What will be the output of the program?

public class Test138 
{ 
    public static void stringReplace (String text) 
    {
        text = text.replace ('j' , 'c'); /* Line 5 */
    } 
    public static void bufferReplace (StringBuffer text) 
    { 
        text = text.append ("c");  /* Line 9 */
    } 
    public static void main (String args[]) 
    { 
        String textString = new String ("java"); 
        StringBuffer textBuffer = new StringBuffer ("java"); /* Line 14 */
        stringReplace(textString); 
        bufferReplace(textBuffer); 
        System.out.println (textString + textBuffer); 
    } 
}


A). java
B). javac
C). javajavac
D). Compile error
Answer : Option C

Explanation :

A string is immutable, it cannot be changed, that's the reason for the StringBuffer class. The stringReplace method does not change the string declared on line 14, so this remains set to "java".

Method parameters are always passed by value - a copy is passed into the method - if the copy changes, the original remains intact, line 5 changes the reference i.e. text points to a new String object, however this is lost when the method completes. The textBuffer is a StringBuffer so it can be changed.

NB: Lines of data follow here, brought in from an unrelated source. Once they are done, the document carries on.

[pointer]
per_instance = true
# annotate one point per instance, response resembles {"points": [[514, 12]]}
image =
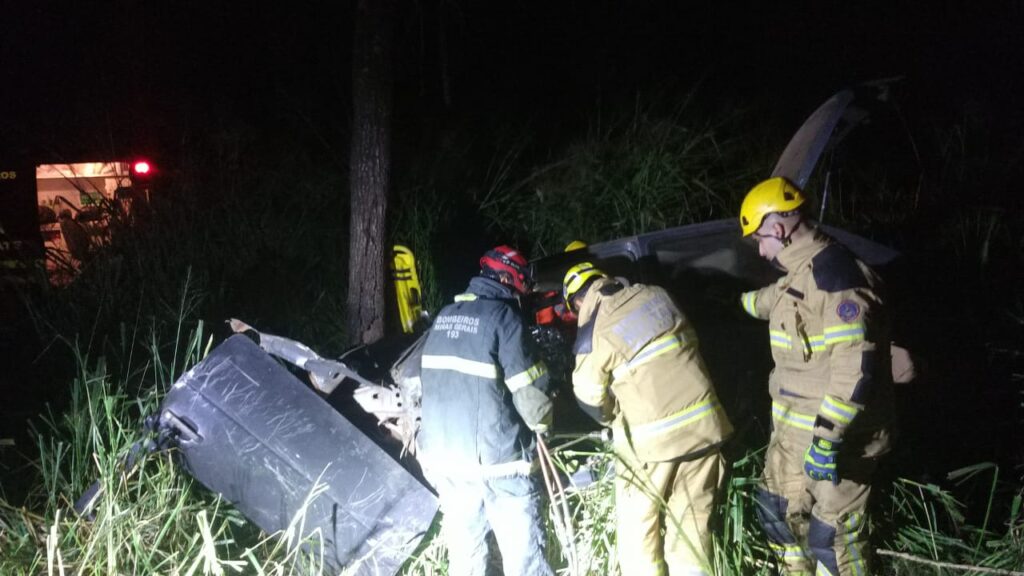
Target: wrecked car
{"points": [[337, 465]]}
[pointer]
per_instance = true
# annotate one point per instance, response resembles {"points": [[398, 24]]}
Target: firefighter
{"points": [[832, 396], [484, 396], [638, 370]]}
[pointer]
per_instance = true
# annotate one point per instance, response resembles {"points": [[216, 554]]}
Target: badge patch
{"points": [[848, 311]]}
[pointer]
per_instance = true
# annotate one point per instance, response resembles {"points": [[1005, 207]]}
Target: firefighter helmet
{"points": [[507, 264], [771, 196], [578, 279]]}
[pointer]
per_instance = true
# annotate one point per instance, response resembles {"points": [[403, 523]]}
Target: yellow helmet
{"points": [[577, 279], [773, 195]]}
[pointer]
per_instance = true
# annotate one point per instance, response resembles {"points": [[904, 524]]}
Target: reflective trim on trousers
{"points": [[854, 525], [838, 410], [684, 417]]}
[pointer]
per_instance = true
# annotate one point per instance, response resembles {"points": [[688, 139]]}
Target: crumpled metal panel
{"points": [[263, 440]]}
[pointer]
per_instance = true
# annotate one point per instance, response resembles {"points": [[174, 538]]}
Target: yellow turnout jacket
{"points": [[638, 369]]}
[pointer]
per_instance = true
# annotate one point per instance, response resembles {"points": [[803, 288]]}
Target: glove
{"points": [[819, 461]]}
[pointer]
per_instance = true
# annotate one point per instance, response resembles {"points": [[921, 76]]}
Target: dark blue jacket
{"points": [[484, 387]]}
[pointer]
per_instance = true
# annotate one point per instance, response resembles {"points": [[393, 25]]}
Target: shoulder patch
{"points": [[585, 339], [848, 311], [835, 269]]}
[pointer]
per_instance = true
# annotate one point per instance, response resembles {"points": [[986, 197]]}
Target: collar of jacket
{"points": [[800, 251], [487, 288]]}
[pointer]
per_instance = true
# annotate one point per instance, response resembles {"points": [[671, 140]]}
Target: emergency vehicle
{"points": [[53, 217]]}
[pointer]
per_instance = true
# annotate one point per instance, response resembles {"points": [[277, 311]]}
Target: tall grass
{"points": [[642, 172]]}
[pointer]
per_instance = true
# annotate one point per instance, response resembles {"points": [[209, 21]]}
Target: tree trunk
{"points": [[370, 168]]}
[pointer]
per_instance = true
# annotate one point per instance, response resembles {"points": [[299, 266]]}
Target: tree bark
{"points": [[370, 168]]}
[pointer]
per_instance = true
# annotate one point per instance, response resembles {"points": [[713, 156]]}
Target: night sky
{"points": [[82, 78]]}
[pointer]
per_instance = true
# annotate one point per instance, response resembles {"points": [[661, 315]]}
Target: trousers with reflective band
{"points": [[828, 521], [685, 496]]}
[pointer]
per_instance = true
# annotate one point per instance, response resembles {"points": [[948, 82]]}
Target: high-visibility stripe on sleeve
{"points": [[750, 300], [684, 417], [461, 365], [653, 350], [526, 377], [837, 410], [780, 339], [786, 416], [844, 333]]}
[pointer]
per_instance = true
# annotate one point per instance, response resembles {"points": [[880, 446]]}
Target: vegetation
{"points": [[151, 306]]}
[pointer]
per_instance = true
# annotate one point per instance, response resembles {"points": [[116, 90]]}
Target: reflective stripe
{"points": [[838, 410], [526, 377], [461, 365], [751, 303], [844, 333], [853, 527], [785, 415], [650, 352], [780, 339], [682, 418]]}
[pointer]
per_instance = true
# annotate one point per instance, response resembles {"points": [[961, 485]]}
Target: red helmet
{"points": [[504, 261]]}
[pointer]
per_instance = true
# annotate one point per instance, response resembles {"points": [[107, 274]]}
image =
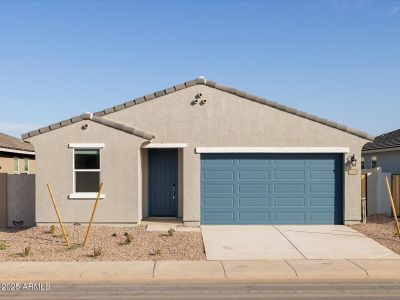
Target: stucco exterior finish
{"points": [[389, 161], [225, 120], [7, 163], [119, 165], [228, 120]]}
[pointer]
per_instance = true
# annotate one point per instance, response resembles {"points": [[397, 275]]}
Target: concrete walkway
{"points": [[253, 242], [198, 271]]}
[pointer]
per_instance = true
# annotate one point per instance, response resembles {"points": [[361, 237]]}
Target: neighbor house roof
{"points": [[12, 144], [201, 80], [384, 141]]}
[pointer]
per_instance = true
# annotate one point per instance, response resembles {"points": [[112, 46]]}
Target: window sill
{"points": [[85, 196]]}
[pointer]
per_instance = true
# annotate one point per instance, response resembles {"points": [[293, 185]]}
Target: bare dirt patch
{"points": [[111, 242], [382, 229]]}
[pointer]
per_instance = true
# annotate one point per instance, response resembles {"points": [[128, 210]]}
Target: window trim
{"points": [[372, 161], [26, 160], [84, 195], [17, 160]]}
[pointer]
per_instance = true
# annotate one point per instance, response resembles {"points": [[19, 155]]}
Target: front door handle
{"points": [[173, 191]]}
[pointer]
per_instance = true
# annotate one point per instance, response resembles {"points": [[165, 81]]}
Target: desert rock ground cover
{"points": [[109, 243], [382, 229]]}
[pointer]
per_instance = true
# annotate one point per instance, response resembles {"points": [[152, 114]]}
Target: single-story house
{"points": [[203, 152], [16, 156]]}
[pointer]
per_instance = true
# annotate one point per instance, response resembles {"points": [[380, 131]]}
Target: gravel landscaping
{"points": [[382, 229], [105, 244]]}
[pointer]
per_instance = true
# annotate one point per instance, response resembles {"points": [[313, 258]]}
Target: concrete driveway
{"points": [[261, 242]]}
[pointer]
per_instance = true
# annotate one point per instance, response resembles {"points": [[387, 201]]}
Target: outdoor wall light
{"points": [[353, 160]]}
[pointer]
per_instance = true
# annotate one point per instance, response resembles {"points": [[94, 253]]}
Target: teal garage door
{"points": [[271, 189]]}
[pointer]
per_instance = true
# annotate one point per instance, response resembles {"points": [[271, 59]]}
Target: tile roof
{"points": [[384, 141], [97, 119], [12, 143], [204, 81], [118, 126]]}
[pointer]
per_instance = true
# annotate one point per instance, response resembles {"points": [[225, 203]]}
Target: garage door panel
{"points": [[289, 174], [219, 201], [218, 174], [218, 217], [253, 217], [253, 174], [322, 217], [271, 189], [218, 188], [289, 217], [290, 162], [321, 188], [321, 201], [286, 188], [244, 202], [253, 188], [289, 201], [322, 175]]}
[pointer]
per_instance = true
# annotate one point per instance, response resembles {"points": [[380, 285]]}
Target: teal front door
{"points": [[163, 182]]}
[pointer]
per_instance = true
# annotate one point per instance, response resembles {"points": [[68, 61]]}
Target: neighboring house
{"points": [[383, 152], [381, 159], [203, 152], [16, 156], [16, 191]]}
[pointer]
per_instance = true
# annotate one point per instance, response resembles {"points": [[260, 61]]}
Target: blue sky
{"points": [[338, 59]]}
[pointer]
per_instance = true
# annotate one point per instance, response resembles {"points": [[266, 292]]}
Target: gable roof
{"points": [[90, 116], [202, 80], [12, 143], [384, 141]]}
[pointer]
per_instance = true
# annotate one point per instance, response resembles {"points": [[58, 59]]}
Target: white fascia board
{"points": [[86, 145], [164, 145], [16, 151], [85, 196], [272, 150]]}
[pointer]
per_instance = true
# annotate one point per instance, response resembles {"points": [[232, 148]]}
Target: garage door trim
{"points": [[272, 150]]}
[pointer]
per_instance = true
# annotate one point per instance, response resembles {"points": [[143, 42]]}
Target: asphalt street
{"points": [[304, 290]]}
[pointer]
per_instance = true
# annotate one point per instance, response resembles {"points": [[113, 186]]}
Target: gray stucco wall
{"points": [[119, 165], [228, 120], [388, 161], [224, 121]]}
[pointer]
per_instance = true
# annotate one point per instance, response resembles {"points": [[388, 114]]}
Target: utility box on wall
{"points": [[17, 200]]}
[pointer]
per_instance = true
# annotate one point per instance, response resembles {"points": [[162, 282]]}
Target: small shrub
{"points": [[3, 245], [128, 239], [155, 252], [171, 232], [58, 235], [74, 246], [97, 251], [52, 229], [27, 251]]}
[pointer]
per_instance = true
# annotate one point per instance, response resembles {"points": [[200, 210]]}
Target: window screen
{"points": [[87, 170]]}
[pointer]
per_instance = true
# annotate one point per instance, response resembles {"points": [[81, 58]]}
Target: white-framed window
{"points": [[16, 165], [86, 160], [87, 170], [374, 162], [26, 166]]}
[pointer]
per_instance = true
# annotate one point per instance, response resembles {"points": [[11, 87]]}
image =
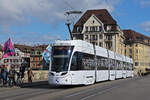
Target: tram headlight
{"points": [[51, 74], [64, 73]]}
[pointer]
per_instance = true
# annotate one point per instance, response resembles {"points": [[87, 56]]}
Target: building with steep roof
{"points": [[32, 55], [98, 27], [1, 52], [138, 48]]}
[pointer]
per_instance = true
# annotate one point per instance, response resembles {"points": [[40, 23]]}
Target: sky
{"points": [[32, 22]]}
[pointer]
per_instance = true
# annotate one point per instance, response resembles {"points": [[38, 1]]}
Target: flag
{"points": [[8, 49], [47, 54]]}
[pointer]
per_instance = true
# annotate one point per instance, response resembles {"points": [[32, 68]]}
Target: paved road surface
{"points": [[123, 89]]}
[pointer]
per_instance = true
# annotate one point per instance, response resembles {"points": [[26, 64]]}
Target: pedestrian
{"points": [[30, 75], [4, 75], [22, 71], [11, 76], [0, 74]]}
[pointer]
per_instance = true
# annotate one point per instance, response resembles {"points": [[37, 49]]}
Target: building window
{"points": [[109, 37], [108, 28], [79, 29], [86, 37], [100, 44], [86, 29], [136, 50], [100, 36], [136, 63], [93, 28], [130, 50], [109, 45], [100, 28]]}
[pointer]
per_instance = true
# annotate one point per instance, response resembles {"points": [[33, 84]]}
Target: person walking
{"points": [[30, 75], [4, 75], [11, 76], [0, 74], [22, 71]]}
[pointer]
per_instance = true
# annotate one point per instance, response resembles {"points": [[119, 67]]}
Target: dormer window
{"points": [[108, 28], [86, 29], [93, 21], [79, 29]]}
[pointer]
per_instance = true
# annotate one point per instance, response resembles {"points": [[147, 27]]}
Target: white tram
{"points": [[76, 62]]}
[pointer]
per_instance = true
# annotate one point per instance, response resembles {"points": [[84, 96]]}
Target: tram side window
{"points": [[82, 61], [75, 62], [124, 66], [112, 64], [128, 66], [102, 63]]}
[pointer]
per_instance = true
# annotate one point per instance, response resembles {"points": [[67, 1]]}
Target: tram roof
{"points": [[88, 48]]}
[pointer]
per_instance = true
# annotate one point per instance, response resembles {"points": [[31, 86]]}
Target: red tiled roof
{"points": [[30, 48], [134, 36], [101, 14], [1, 48]]}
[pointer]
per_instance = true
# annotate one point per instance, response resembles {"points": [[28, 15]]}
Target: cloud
{"points": [[145, 3], [146, 26], [17, 12], [36, 38]]}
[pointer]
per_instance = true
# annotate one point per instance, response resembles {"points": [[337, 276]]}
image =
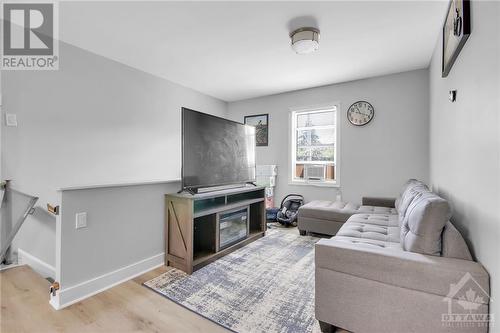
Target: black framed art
{"points": [[456, 30], [261, 124]]}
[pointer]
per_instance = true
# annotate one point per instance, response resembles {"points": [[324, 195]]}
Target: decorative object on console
{"points": [[266, 176], [261, 124], [360, 113], [456, 30]]}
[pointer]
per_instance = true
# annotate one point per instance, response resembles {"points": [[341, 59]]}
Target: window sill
{"points": [[318, 184]]}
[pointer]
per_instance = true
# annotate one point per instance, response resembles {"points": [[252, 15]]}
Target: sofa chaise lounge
{"points": [[405, 270]]}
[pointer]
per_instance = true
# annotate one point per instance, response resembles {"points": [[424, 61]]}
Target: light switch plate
{"points": [[81, 220], [11, 119]]}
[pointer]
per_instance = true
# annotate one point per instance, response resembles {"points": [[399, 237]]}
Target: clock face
{"points": [[360, 113]]}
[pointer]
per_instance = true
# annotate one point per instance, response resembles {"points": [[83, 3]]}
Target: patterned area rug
{"points": [[266, 286]]}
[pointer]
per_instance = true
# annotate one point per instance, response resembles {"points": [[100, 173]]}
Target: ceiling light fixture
{"points": [[305, 40]]}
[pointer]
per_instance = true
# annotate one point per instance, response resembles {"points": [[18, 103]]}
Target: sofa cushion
{"points": [[453, 244], [376, 227], [337, 210], [386, 263], [423, 224]]}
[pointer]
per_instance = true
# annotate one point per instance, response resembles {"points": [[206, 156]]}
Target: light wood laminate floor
{"points": [[128, 307]]}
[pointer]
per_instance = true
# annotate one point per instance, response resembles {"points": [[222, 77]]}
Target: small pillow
{"points": [[410, 183], [423, 224]]}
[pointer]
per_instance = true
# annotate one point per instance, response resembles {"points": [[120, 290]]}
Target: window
{"points": [[314, 146]]}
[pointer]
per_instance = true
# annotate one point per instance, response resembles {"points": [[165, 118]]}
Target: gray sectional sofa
{"points": [[398, 267]]}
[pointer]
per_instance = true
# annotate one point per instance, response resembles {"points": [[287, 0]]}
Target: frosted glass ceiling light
{"points": [[305, 40]]}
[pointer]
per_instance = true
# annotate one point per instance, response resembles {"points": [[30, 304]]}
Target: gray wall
{"points": [[93, 121], [465, 138], [375, 159], [125, 224]]}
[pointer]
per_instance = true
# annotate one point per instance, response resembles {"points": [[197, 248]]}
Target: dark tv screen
{"points": [[216, 151]]}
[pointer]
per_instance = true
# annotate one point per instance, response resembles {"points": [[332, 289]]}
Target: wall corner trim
{"points": [[37, 264], [73, 294]]}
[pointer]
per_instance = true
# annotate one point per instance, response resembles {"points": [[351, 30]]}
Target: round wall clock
{"points": [[360, 113]]}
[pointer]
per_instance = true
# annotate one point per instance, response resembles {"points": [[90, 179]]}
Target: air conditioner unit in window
{"points": [[315, 172]]}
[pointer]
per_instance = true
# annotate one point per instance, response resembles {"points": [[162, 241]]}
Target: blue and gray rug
{"points": [[266, 286]]}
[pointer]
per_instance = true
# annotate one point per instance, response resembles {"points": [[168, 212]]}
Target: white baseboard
{"points": [[73, 294], [37, 264]]}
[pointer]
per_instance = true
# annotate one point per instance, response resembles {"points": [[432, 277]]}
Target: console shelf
{"points": [[193, 224]]}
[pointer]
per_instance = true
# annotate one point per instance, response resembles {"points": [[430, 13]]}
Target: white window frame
{"points": [[292, 145]]}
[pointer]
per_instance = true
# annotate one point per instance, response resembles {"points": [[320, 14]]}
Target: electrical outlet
{"points": [[11, 119], [81, 220]]}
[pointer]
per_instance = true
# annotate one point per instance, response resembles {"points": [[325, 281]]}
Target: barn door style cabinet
{"points": [[203, 227]]}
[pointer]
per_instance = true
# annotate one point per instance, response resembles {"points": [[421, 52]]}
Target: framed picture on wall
{"points": [[261, 124], [456, 30]]}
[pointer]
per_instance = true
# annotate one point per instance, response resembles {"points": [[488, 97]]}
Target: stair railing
{"points": [[15, 208]]}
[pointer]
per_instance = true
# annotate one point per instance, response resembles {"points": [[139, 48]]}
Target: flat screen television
{"points": [[215, 151]]}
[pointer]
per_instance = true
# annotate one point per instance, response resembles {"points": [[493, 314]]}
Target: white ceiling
{"points": [[239, 50]]}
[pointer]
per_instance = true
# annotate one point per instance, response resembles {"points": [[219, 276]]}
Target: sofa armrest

This change is carried out on line 9, so "java" becomes "javac", the text reference on line 9 remains unchanged. This gives us the output of "javajavac"


Question 22 :

What will be the output of the program?

class Tree { } 
class Pine extends Tree { } 
class Oak extends Tree { } 
public class Forest1 
{ 
    public static void main (String [] args)
    { 
        Tree tree = new Pine(); 
        if( tree instanceof Pine ) 
            System.out.println ("Pine"); 
        else if( tree instanceof Tree ) 
            System.out.println ("Tree"); 
        else if( tree instanceof Oak ) 
            System.out.println ( "Oak" ); 
        else 
            System.out.println ("Oops "); 
    } 
}


A). Pine
B). Tree
C). Forest
D). Oops
Answer : Option A

Explanation :

The program prints "Pine".


Question 23 :

What will be the output of the program?

String d = "bookkeeper";
d.substring(1,7);
d = "w" + d;
d.append("woo");  /* Line 4 */
System.out.println(d);


A). wookkeewoo
B). wbookkeeper
C). wbookkeewoo
D). Compilation fails.
Answer : Option D

Explanation :

In line 4 the code calls a StringBuffer method, append() on a String object.


Question 24 :

What will be the output of the program?

String a = "ABCD"; 
String b = a.toLowerCase(); 
b.replace('a','d'); 
b.replace('b','c'); 
System.out.println(b);


A). abcd
B). ABCD
C). dccd
D). dcba
Answer : Option A

Explanation :

String objects are immutable, they cannot be changed, in this case we are talking about the replace method which returns a new String object resulting from replacing all occurrences of oldChar in this string with newChar.

b.replace(char oldChar, char newChar);

But since this is only a temporary String it must either be put to use straight away i.e.

System.out.println(b.replace('a','d'));
Or a new variable must be assigned its value i.e.
String c = b.replace('a','d');


Question 25 :

What will be the output of the program?

public class ExamQuestion6 
{
    static int x; 
    boolean catch()
    {
        x++; 
        return true; 
    } 
    public static void main(String[] args)
    {
        x=0; 
        if ((catch() | catch()) || catch()) 
            x++; 
        System.out.println(x); 
    } 
}


A). 1
B). 2
C). 3
D). Compilation Fails
Answer : Option D

Explanation :

Initially this looks like a question about the logical and logical shortcut operators "|" and "||" but on closer inspection it should be noticed that the name of the boolean method in this code is "catch". "catch" is a reserved keyword in the Java language and cannot be used as a method name. Hence Compilation will fail.